What breaks if removed. The paper’s ablation removes in-breadth evolution and reports a drop in topical diversity. Removing the elimination step is not ablated explicitly, but [Analysis] removing it would re-introduce the templated-echo failure mode that the elimination criterion explicitly targets.

Classification: [New] in 2023 as an instruction-evolution policy. The underlying primitive of LLM-as-rewriter is [Adopted] from prior prompt-engineering work.

Schematic illustration of one round of Evol-Instruct turning a simple seed instruction into a harder variant

Conceptual schematic of a single Evol-Instruct round, reproduced from WizardLM (arXiv:2304.12244) for editorial coverage.

5.2 Code Evol-Instruct (WizardCoder)

The same six-axis template is collapsed into five code-specific axes. From the paper: 2

  1. Add new constraints and requirements (~10 extra words).
  2. Replace a common requirement with a less common, more specific one.
  3. Add more reasoning steps if the problem is too easy.
  4. Provide a piece of erroneous code as a reference (debugging variant).
  5. Propose higher time or space complexity (used sparingly).

The unified prompt template is “Please increase the difficulty of the given programming test question a bit. You can increase the difficulty using, but not limited to, the following methods: {method} {question}”. The in-breadth axis is removed; deepening and complicate-input are merged into the constraint axis.

Seed. Code-Alpaca’s 20K Python instructions.

Evolution depth. 3 rounds, producing 38K → 58K → 78K cumulative samples (paper Figure 2). The paper stops at 3 rounds because HumanEval pass@1 begins to decline at round 4 — a self-limiting signal that more evolution past a point introduces more noise than capability.

Backbone. StarCoder 15B (BigCode’s open code LLM, May 2023). Fine-tuned with batch size 512, sequence length 2048, learning rate 2e-5, cosine schedule, 30 warmup steps, 200 total fine-tuning steps, fp16 mixed precision. 2

Classification: [Adapted] from WizardLM Evol-Instruct, domain-specialised to code.

WizardCoder paper card showing the code-specific evolution operator set

WizardCoder (arXiv:2306.08568) paper card, reproduced for editorial coverage.

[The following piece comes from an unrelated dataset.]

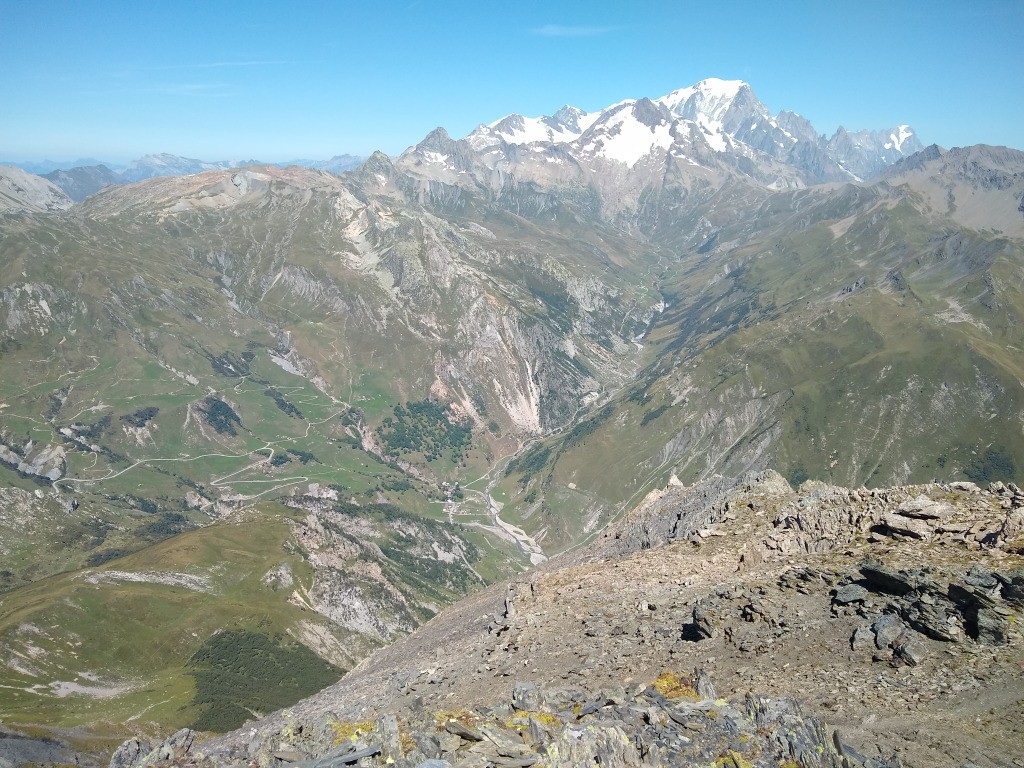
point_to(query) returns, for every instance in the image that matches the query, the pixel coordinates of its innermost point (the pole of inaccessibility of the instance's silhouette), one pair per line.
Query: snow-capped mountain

Five code-specific evolution operators replace the six-axis general set.

5.3 The Tülu 1 mix (Wang et al.)

Tülu 1 does not propose a new instruction-generation method. It evaluates twelve existing instruction datasets — SuperNI, CoT, Flan V2, Dolly, OpenAssistant, Self-Instruct, Unnatural Instructions, Alpaca, Code-Alpaca, GPT4-Alpaca, Baize, ShareGPT — under a single fine-tuning protocol on LLaMA 6.7B/13B/30B/65B and benchmarks each on MMLU, GSM8K, BBH, TyDiQA, Codex-Eval, AlpacaEval, and ToxiGen. The “Tülu” mix combines FLAN V2 + CoT + Dolly + OpenAssistant + GPT4-Alpaca + Code-Alpaca + ShareGPT. 3

Design rationale. From the paper: each dataset shows a strikingly different capability signature (Section 9 results). The mix is chosen to cover all axes, not maximise any one.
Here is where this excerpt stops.